The Admission Control Family

It’s funny how sometimes something, in this case a vSphere feature, becomes a “trending topic” on any given day or week. Yesterday I was discussing admission control policies with Rawlinson Riviera (@punchingclouds) and we discussed how to properly calculate a percentage for the percentage based admission control with keeping consolidation ratios in mind. And today Gabe published an article about his misconception of admission control, which triggered me to write an article of my own about admission control.
When discussing admission control usually only HA admission control policies are mentioned. However, HA isn’t the only feature using some sort of admission control. Storage DRS as well as DRS and the ESX(i) host have each their own admission control. Let’s take a closer look what admission control actually is and see how each admission control fits in the process of a virtual machine power-on operation.
What’s the function of admission control? I like to call it our team of virtual bouncers. Admission control is there to ensure that sufficient resources are available for the virtual machine to function within it’s specified parameters / resource requirements. The last part about the parameters and requirements is the key to understand admission control.
During a virtual machine power-on or a move operation, admission control checks if sufficient unreserved resources are available before allowing a virtual machine to power on or moved into the cluster. If a virtual machine is configured with reservation, this could be CPU, memory or even both, admission control needs to make sure that the datastore cluster, compute cluster, resource pool and host can provide these resources. If one of these constructs cannot allocate and provide these resources, then the datastore cluster, compute cluster, resource pool or host cannot provide an environment where the virtual machine can operate within its required parameters. In other words, the moment a virtual machine is configured to have an X amount of resources guaranteed, you want the environment to actually oblige to that wish and that’s why admission control is developed.
As a vSphere environment can be configured in many different ways, each feature sports its own admission control, as you do not want to introduce dependencies for such a crucial component. Let’s take a closer look at each admission control feature and their checkpoints.

High Availability Admission control: During a virtual machine power-on operation, HA checks if the virtual machine can be powered-on without violating the required capacity to cope with a host failure event. Depending on the HA admission control policy, HA checks if the cluster can provide enough unreserved resources to satisfy the virtual machine reservation. The internals of each type Admission control policies is outside the scope of this article, more information can be found in the clustering deep dive books or online at Yellow-bricks.

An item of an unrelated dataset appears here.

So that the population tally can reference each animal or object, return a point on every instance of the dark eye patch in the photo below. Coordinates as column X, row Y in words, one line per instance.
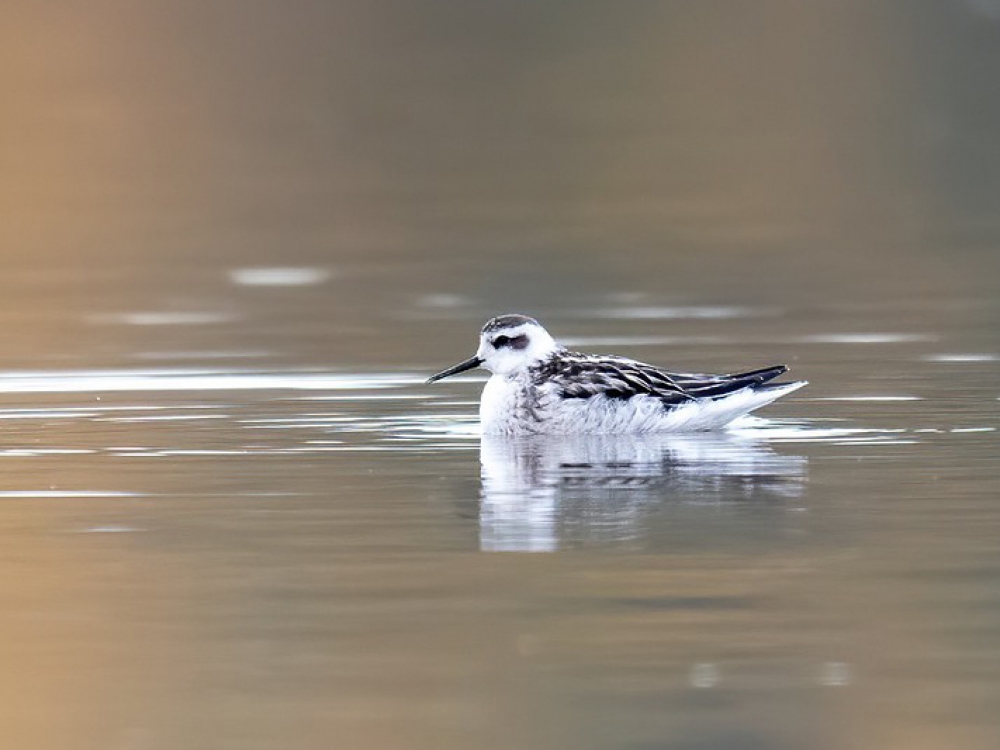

After HA admission control gives the green light, it’s up to Storage DRS admission control if the virtual machine is placed in a Storage DRS datastore cluster. Storage DRS admission control checks datastore connectivity amongst the hosts in the datastore cluster and selects the hosts with the highest datastore connectivity to ensure the highest portability of a virtual machine. If there are multiple hosts with the same number of datastore connected it selects the host with the lowest compute utilization.
Up next is DRS admission control to review the cluster state. DRS ensures that sufficient unreserved resources are available in the cluster before allowing the virtual machine to power on. If the virtual machine is placed inside a resource pool, DRS checks if the resource pool can provide enough resources to satisfy the reservation. Depending on the setting “expandable reservation” the resource pool checks its own pool of unreserved resources or borrows resources from its parent. If a virtual machine is moved into the cluster and EVC is enabled in the DRS cluster, EVC admission control verifies if the applied EVC mode to the virtual machine does not exceed the current EVC baseline of the cluster. DRS selects a host based on configured VM-VM and VM-Host affinity rules.
Last step is Host admission control. In the end it’s the host that actually needs to provide the compute environment to allow the virtual machine to operate in. A cluster can have enough unreserved resources available, but it can be in a fragmented stage, where there are not enough resources available per host to satisfy the virtual machine reservation. To solve this problem a DRS invocation is triggered to recommend virtual machine migrations to re-balance the cluster and free up space on a particular host for the new virtual machine. If DRS is not enabled, the Host rejects the virtual machine due to the inability to provide the required resources. Host admission control also verifies is the virtual machine configuration is compatible with the host. The VM networks and datastores must be available in order to accommodate the virtual machine. The virtual machine compatibility list also the suitable host if the virtual machine is placed inside a “must” VM-Host affinity rules, admission control checks if its listed in the compatibility list. The last check is if the host can create a VM-swap file on the designated VM swap location.
So there you have it before a virtual machine is powered-on or moved into a cluster, all these admission controls will make sure the virtual machine can operate within its required parameters and no cluster feature requirement is being violated.